Previously, Number 10 officials were counting on any potential prosecutions beginning long after Mr Blair had walked away from Downing Street.
Signs of the quickening pace of the Scotland Yard inquiry has led to panic, among Downing Street aides, that the Prime Minister’s exit will be overshadowed by the sleaze scandal.
Speculation that some of Mr Blair’s closest advisers could soon face criminal charges intensified after Scotland Yard sent a 216-page file on the case to the Crown Prosecution Service last Friday. Opposition MPs urged prosecutors to bring the 13-month investigation to a rapid conclusion.

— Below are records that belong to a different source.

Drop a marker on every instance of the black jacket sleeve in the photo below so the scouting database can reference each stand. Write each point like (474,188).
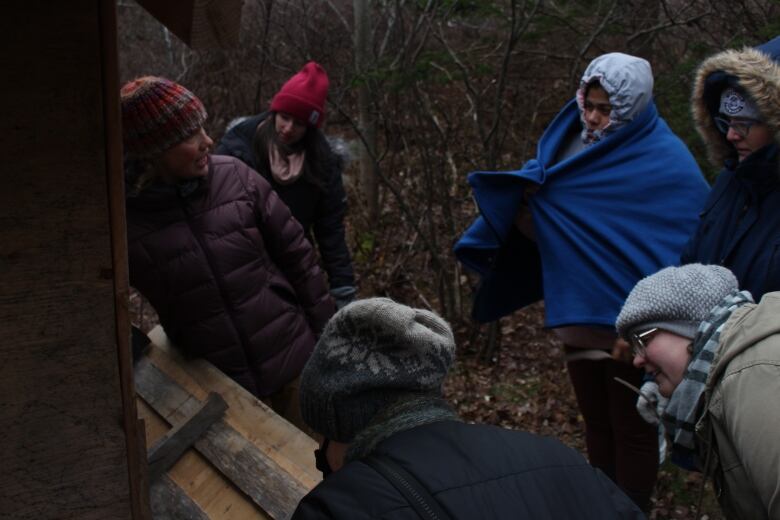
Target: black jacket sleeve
(328,228)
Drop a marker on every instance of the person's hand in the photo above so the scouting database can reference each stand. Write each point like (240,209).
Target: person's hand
(651,404)
(621,351)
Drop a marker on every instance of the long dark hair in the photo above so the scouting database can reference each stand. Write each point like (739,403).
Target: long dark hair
(320,159)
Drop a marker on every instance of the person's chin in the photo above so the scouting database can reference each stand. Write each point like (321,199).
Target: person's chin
(665,387)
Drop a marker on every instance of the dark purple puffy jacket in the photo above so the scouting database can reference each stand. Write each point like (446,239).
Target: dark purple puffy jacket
(230,274)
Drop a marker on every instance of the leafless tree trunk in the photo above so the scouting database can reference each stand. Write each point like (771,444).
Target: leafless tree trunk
(367,123)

David Davis, Shadow Home Secretary
Shadow Home Secretary David Davis said: “They should get on with this. It should not take very long to bring it to a conclusion; what I do not want to see is a politically-driven timetable for those decisions.”

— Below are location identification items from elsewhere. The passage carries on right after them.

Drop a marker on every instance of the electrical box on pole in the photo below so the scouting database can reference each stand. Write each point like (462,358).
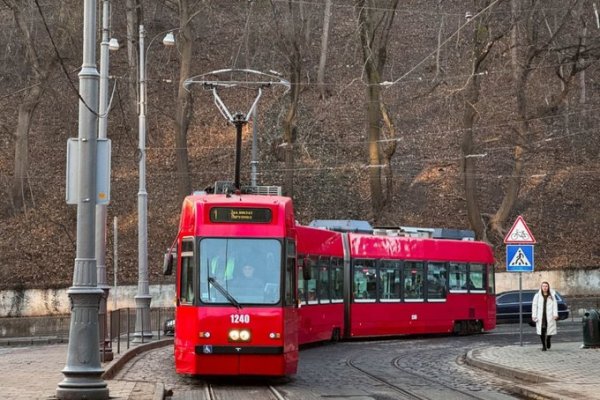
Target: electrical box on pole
(102,171)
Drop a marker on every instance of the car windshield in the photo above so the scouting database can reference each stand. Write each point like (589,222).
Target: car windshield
(240,271)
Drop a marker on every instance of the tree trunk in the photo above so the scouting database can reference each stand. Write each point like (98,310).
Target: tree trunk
(468,161)
(289,124)
(324,44)
(40,70)
(184,101)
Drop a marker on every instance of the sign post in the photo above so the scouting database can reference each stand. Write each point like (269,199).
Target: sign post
(519,258)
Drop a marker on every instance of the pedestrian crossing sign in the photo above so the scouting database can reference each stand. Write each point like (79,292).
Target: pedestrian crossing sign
(519,233)
(519,258)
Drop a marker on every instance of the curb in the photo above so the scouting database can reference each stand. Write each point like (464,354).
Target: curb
(512,373)
(116,365)
(515,375)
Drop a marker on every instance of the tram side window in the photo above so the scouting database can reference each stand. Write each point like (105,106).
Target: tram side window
(413,281)
(458,277)
(477,278)
(436,281)
(365,280)
(324,280)
(491,280)
(186,286)
(289,272)
(312,282)
(301,281)
(337,280)
(391,283)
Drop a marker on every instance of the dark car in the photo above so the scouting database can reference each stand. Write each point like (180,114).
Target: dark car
(169,327)
(507,306)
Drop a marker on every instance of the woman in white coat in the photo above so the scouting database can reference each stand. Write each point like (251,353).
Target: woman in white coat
(544,312)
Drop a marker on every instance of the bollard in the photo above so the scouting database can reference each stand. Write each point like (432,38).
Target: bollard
(591,329)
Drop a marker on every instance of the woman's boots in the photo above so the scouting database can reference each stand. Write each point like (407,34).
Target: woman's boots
(544,342)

Mr Blair himself was understood to be “relaxed” about the outcome of the case.
Insiders suggest that the Prime Minister, twice questioned by police as a witness in the case, is completely cleared by the Yard report. And some critics suspect that he is increasingly resigned to leaving a political mess that his old rival Gordon Brown – the most likely successor – will be unable to clear up.

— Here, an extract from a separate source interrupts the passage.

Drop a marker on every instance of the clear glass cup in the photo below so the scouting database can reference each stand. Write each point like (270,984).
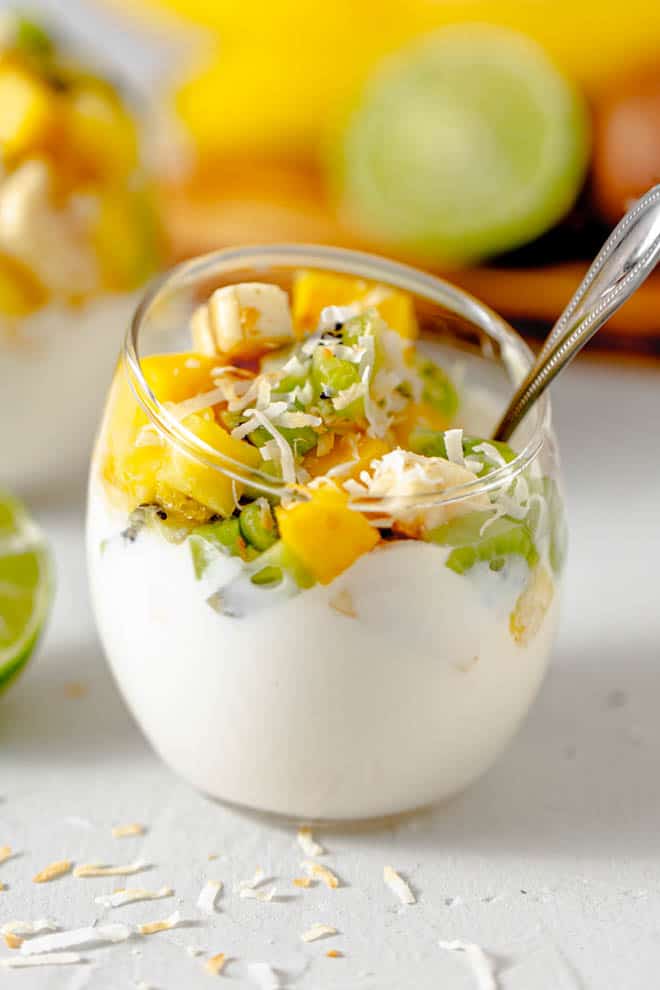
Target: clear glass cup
(395,685)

The Yard dossier is also understood to deal with the roles of Mr Blair’s chief fundraiser, Lord Levy, and Head of Government Relations, Ruth Turner, who have both been arrested, with bio-technology boss and Labour donor Sir Christopher Evans. All have denied any wrongdoing.
In another twist in the scandal, a Labour document dating from soon after the 1997 election victory, but leaked yesterday, showed that Mr Blair’s aides were desperate to encourage wealthy donors to continue bankrolling Labour.
The document said major donors “need to be invited to Number 10... If this cannot take place then income levels may be affected”.
Controversy intensified yesterday as the Attorney General, Lord Goldsmith, again refused to step aside from any decision about prosecutions.
Critics claim that his Cabinet post conflicts with his duty to oversee the Crown Prosecution Service. Lord Goldsmith said: “I can assure you and everyone else that, if I am consulted, any decision will be taken objectively, on the evidence, independently of Government. My first duty is to the law, not to party politics.”
He added: “I am responsible by statute for the superintendence of the CPS and accountable to Parliament for the decisions it takes, and I don’t think I can stand aside.”
But Scottish Nationalist Party MP Angus MacNeil, who made the original complaint to police about honours being touted for political donations, said: “It is simply untenable for him to have any role in this case, and he must step back from that now.”